The TLS review is not available on line, but in looking I came across Adam Kirsch's review of V. 3.
Below is an excerpt with some acute remarks about Eliot's religion. I too had been struck by what he wrote to Aldington and also his review of Murry's book on Jesus. Is Kirsch on the right track? For me, it rather fits with one of Eliot's key ideas from
Bradley, "degrees of truth."
But there is a remarkable admission, so quick you could easily miss it, in another letter to Aldington. “I agree with you about Christ and I do not disagree with anything else,” Eliot writes. The editors supply what Aldington had written: “Moreover, I don’t
really like the gospels, and I don’t much like Christ. I really think Paul was more interesting. He appears to have been a man; I have suspected that . . . Christ is an invention.” Just at the time Eliot is about to enter the Church, we find him apparently
saying that he does not believe Christ existed and in any case that he doesn’t “like” Him.
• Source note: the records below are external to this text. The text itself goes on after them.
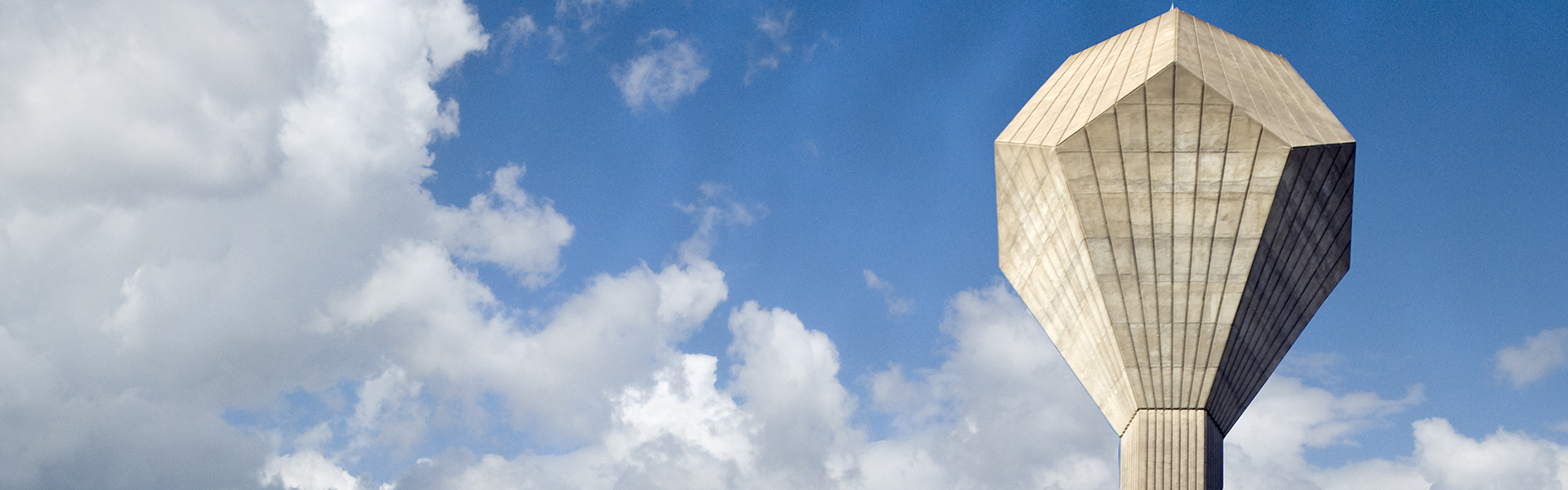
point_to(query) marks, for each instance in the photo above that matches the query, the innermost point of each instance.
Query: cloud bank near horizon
(240, 282)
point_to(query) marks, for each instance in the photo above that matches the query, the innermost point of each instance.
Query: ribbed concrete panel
(1172, 449)
(1043, 255)
(1174, 206)
(1303, 253)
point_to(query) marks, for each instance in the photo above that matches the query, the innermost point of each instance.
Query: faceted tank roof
(1258, 82)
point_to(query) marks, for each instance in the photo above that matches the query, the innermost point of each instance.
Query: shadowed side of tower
(1174, 206)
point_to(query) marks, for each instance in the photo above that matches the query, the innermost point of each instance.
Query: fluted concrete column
(1172, 449)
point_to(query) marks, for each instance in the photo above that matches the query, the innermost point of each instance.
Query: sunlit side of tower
(1174, 206)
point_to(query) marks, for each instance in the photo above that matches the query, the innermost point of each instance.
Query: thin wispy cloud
(775, 42)
(1535, 359)
(896, 305)
(588, 11)
(513, 33)
(668, 71)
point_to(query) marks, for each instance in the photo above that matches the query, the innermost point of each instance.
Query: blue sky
(591, 244)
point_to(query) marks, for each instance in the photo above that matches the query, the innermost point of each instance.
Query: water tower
(1174, 206)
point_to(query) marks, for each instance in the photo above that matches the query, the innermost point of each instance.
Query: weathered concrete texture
(1172, 449)
(1174, 206)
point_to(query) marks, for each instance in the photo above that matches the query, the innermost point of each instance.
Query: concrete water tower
(1174, 206)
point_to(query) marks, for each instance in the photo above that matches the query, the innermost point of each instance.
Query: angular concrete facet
(1174, 206)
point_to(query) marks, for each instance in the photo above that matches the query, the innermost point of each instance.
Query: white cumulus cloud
(668, 71)
(509, 228)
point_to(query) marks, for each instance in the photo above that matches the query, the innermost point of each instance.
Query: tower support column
(1172, 449)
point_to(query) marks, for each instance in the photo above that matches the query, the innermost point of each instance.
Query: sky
(637, 244)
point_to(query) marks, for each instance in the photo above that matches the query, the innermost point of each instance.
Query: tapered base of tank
(1172, 449)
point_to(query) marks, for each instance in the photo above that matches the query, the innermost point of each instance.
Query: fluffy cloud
(670, 69)
(165, 115)
(247, 229)
(1539, 355)
(506, 226)
(179, 216)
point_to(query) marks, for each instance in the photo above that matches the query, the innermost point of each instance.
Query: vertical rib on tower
(1174, 206)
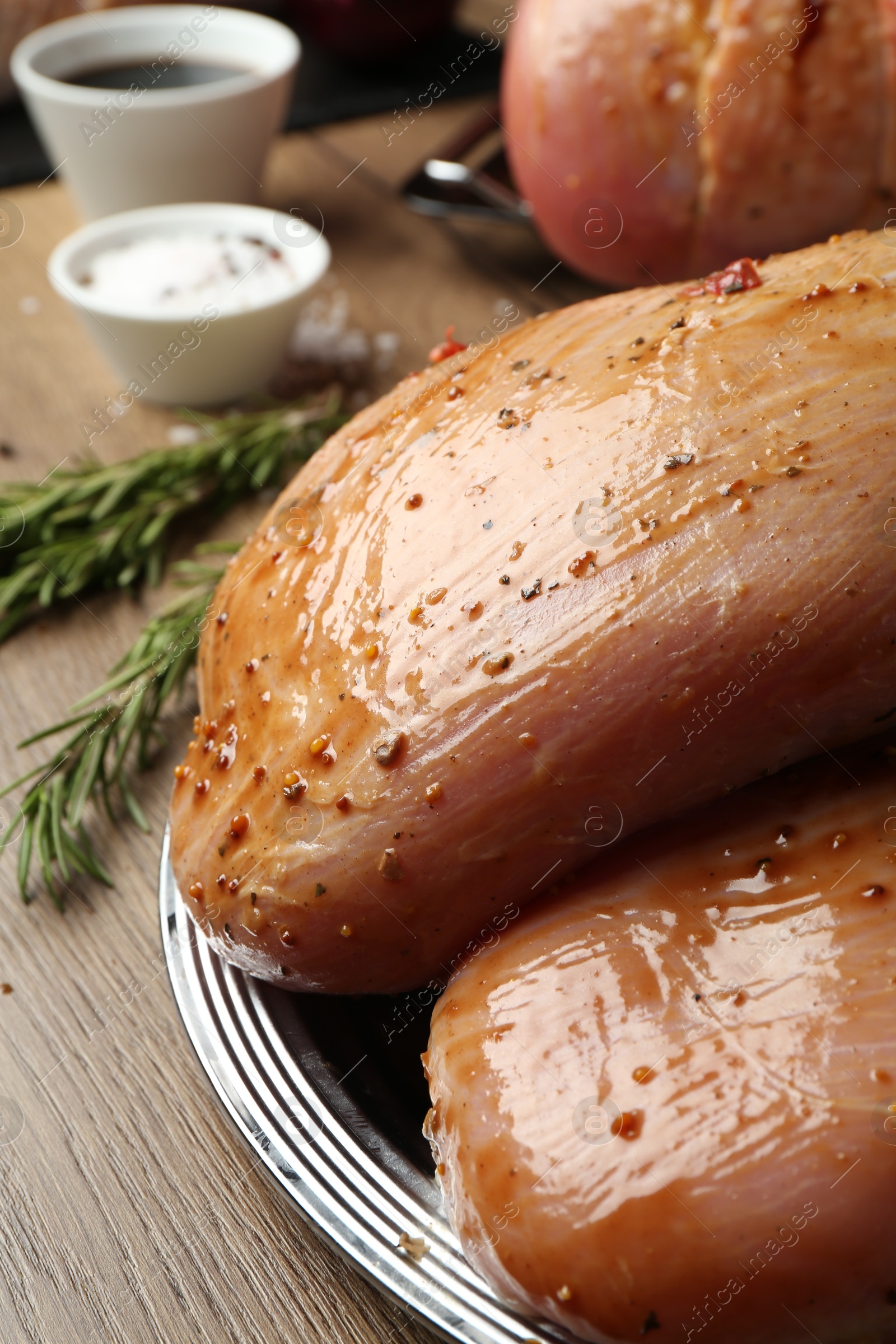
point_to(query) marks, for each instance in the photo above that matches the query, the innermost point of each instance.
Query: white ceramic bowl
(119, 150)
(187, 357)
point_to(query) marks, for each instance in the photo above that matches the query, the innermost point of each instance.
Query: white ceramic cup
(119, 150)
(186, 357)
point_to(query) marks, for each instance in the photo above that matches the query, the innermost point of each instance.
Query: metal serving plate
(329, 1094)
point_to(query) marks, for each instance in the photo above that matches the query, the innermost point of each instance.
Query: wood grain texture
(130, 1211)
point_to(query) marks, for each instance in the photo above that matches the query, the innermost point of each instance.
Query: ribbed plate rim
(359, 1210)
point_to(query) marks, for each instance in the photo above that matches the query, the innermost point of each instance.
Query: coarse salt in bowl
(190, 304)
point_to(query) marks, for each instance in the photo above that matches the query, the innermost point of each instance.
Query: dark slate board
(325, 91)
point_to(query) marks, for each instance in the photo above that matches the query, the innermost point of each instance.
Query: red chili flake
(448, 347)
(735, 277)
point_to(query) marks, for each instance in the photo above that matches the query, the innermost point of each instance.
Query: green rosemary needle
(110, 738)
(101, 526)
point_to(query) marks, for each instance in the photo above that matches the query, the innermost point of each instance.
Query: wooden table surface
(129, 1208)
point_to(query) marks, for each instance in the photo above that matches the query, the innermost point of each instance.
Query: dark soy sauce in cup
(155, 74)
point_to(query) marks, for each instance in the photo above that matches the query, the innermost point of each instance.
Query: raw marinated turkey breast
(629, 558)
(667, 1100)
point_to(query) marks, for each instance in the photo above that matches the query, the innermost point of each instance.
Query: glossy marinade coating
(667, 1099)
(631, 557)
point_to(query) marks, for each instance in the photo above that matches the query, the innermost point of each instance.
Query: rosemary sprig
(109, 526)
(109, 741)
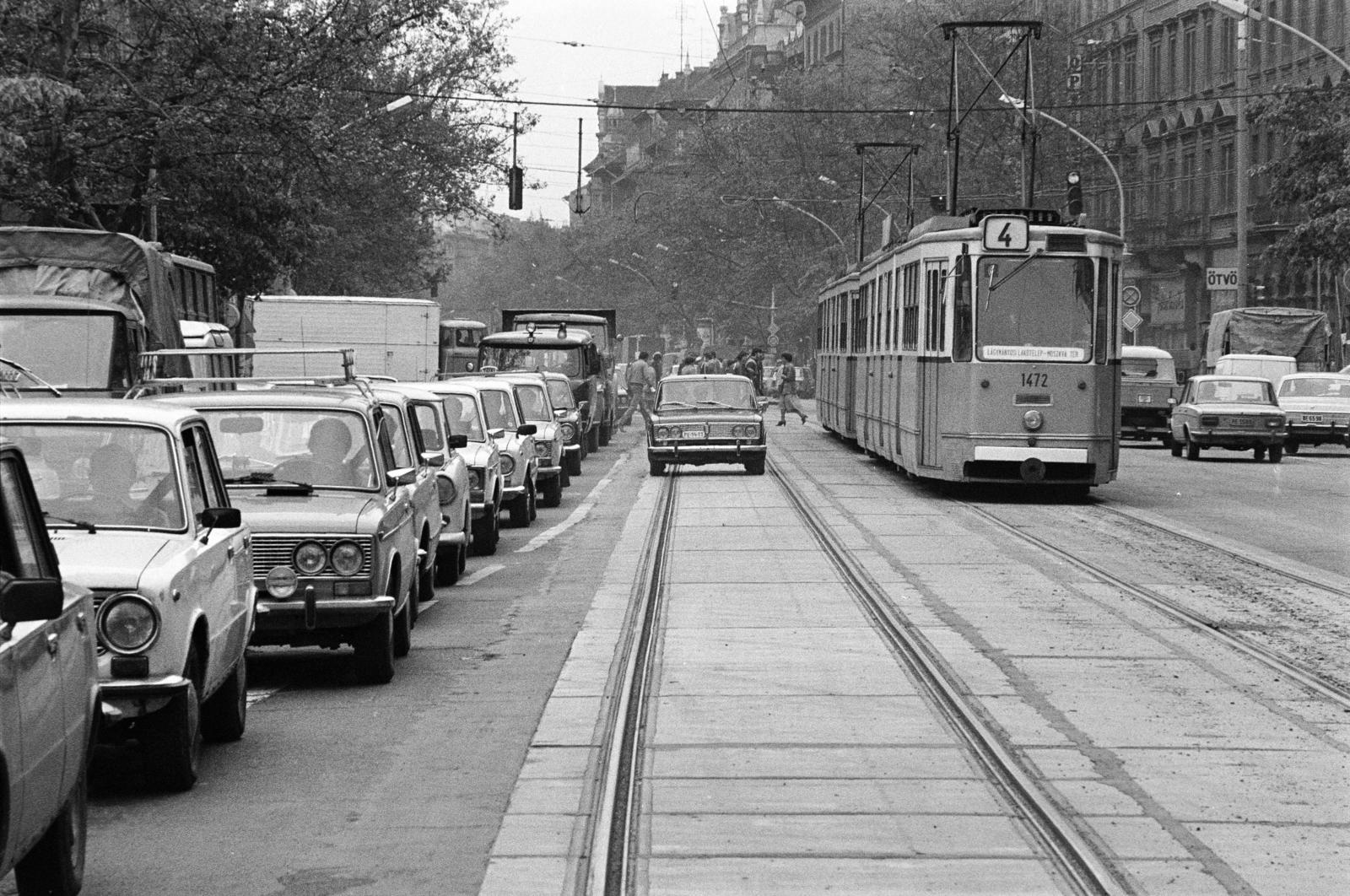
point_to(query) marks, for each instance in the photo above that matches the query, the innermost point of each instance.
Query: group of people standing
(643, 374)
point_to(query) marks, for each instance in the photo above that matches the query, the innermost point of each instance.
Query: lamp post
(1120, 186)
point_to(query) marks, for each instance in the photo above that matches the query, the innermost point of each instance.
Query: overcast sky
(625, 42)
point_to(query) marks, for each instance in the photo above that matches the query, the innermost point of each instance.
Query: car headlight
(310, 558)
(281, 582)
(446, 490)
(127, 623)
(346, 558)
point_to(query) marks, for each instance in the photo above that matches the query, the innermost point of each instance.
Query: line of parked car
(146, 544)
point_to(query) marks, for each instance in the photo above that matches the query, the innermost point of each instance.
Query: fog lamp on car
(281, 582)
(310, 558)
(127, 623)
(346, 558)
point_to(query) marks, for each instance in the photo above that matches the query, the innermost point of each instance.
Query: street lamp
(1120, 186)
Add to this what Eliot tells John Middleton Murry, an intellectual sparring partner who was one of his few real confidants: “You assume that truth changes – you accept as inevitable what appears to me to be within our own power. I am, in a way, a much more
thoroughgoing pragmatist – but so thoroughgoing that I am sure there is nothing for it but to assume that there are fixed meanings, and that truth is always the same.” Eliot, a product of the Harvard of William James, suggests that he is drawn to Christianity
as a pragmatist – that is, because it “works” for him, not because he is convinced of its truth as a proposition.